Penn State said Monday its fundraising efforts rebounded last year after a drop-off in donations followed the arrest of former assistant football coach Jerry Sandusky on child molestation charges.
Total alumni giving reached nearly $88 million in the year that ended in June, up from about $71 million a year earlier but still down from $131 million in 2010-11. That year a major donation for the school's ice hockey program caused a spike in total donations.
The total number of donors rose to an all-time high of about 193,000, and the school was 92 percent of the way toward meeting a $2 billion goal for a campaign that began in 2007. “For the Future: The Campaign for Penn State Students” has raised $400 million for facilities and $688 million toward the endowment, in addition to hundreds of millions of additional funds.
Rod Kirsch, vice president for development and alumni relations, said giving to the university remained solid despite the Sandusky scandal, a transition to a new president, a rough national economy and uncertainty about federal tax laws.

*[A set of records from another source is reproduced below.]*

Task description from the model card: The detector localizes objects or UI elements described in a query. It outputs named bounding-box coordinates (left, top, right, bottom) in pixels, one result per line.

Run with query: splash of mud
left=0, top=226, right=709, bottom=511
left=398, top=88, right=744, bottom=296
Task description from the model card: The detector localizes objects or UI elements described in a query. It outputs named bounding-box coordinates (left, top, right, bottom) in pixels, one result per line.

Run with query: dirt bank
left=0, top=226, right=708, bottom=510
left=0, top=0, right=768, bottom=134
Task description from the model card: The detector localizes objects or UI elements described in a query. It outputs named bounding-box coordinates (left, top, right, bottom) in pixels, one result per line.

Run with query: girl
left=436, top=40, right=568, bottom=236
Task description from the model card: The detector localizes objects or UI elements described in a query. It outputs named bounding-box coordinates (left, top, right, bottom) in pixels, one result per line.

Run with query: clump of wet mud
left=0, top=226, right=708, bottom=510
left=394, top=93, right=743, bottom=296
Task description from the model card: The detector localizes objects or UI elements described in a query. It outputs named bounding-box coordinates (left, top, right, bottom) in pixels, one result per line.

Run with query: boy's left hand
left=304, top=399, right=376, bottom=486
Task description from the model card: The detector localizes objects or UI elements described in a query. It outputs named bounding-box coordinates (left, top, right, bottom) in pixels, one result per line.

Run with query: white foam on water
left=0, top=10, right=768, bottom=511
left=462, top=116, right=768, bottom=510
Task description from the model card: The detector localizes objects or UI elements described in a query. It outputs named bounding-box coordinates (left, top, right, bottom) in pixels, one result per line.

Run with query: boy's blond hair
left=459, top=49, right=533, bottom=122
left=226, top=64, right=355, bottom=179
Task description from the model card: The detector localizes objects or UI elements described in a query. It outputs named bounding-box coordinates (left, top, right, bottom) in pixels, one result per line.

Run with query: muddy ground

“The resiliency and commitment of the Penn State family is pretty remarkable,” Kirsch said. “A lot of universities would love to have a base of 193,000 donors.”
Total receipts, a measure of how much the money the university actually collects, amounted to about $238 million last year, an increase of $29 million from a year earlier.
The arrest of Sandusky and two university administrators in November 2011 was followed last summer by Sandusky's conviction and the release of a damning report, commissioned by Penn State, about how the school handled complaints about the former coach's encounters with children.
The school's trustees are meeting in southwestern Pennsylvania on Friday, which will mark a year since the release of the Freeh report, as it has become known.
Some alumni have objected to how the school handled the Freeh report, which was critical of the actions by former head coach Joe Paterno, who died of lung cancer in January 2012.
Others have criticized the university's consent agreement with the NCAA, made a year ago, that avoided a complete ban on football but kept the football team out of post-season play for four years, and required a $60 million fine, among other things.
Sandusky is serving a lengthy prison sentence and pursuing appeals. Former administrators Tim Curley and Gary Schultz, and former school president Graham Spanier, await trial for an alleged cover-up of Sandusky complaints, charges they all deny.
Kirsch said fundraising has been resilient despite the two years of negative publicity and turmoil.
“`There has been a lot of noise on a variety of items,” Kirsch said. “But at the end of the day I think you ultimately go back to resiliency.”
“The proof is in the numbers, and the numbers have remained very strong here,” he said.